Southwestern Archaeology, its accepted nomenclature, classifications and standards are undergoing at this very moment radical changes and upheavels. Discovery and research have fairly well established the eras of prehistory which we call Basket Maker I, Basket Maker II, and Pueblo III. But regularly every year and even every week the unwritten archaeological text books dealing with the periods now designated, for want of better knowledge, as Basket Maker III, Pueblo I, and Pueblo II must be revised.

Expeditions now in the field in the Four Corners region of the Southwest are working on these problems. Noteworthy among them are Dr. Frank H. H. Roberts, from the Laboratory of Anthropology in Santa Fe, excavating pit houses near Houck, Arizona: L. L. Hargreave of the Museum of Northern Arizona, uncovering Pueblo II houses in the San Francisco Mountains: Earl Morris, who is preparing his publication on the pit-house sites on Red Mesa, just south of the Mesa Verde: J. O. Brew, of the Peabody Museum, working on pit, slab, and other early houses on Alkali Ridge, south of Monticello, Utah: Paul S. Martin, of the Field Museum of Chicago, at the Lowry Ruin near Ackmen, Colorado: Douglas Byers, also of Peabody Museum, finding intricate and valuable stratigraphy in Waterfall Ruin in the Chinlee Valley, Northwestern Arizona, and Dr. E. L. Hewitt, of the School of American Research, excavating Chettro Kettle in Chaco Canyon, New Mexico. The facts and findings of these authorities will soon be correlated and published and will lead Southwestern Archaeology from its present state of conflict and confusion.
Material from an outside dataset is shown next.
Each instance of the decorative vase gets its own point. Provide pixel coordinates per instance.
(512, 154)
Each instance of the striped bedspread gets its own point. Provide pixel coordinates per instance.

Here on the Mesa Verde we have just such house and pottery types as are being studied by the above mentioned archaeologists. Complex houses of relatively undeveloped coursed masonry, but with advanced pottery and kiva construction, represented by the larger mounds of the Mesa Verde, must be expertly excavated to discover their relationship to the Cliff Dwellings. There are isolated single and double room stone houses, characterized by less skilled ceramics, and by unconventionalized kivas that are but steps in the specialization of the pit house or house kiva into the well known ceremonial chamber. The niche of these ruins must be ascertained in the record of man's progress. Often, associated with the latter variety are jacal or post-and-adobe houses, which are either contemporaneous with or older than the crude sandstone block structures. Evidently preceding these, are large communities made up of small rectangular rooms built of adobe plaster on upright sandstone slabs set down in the earth. Along with this only recently recognized type of dwelling is found crude pottery of undecorated gray and a great deal of unusual red-on-buff ware.

It is no exaggeration to say that every mesa top here on the Mesa Verde is practically covered with ruins. Beginning with the earliest cultures and running straight through to the Classical Period they constitute a definite story of human progress. Since the people who lived in these homes have long since disappeared it remains for the archaeologist to ferret out their story.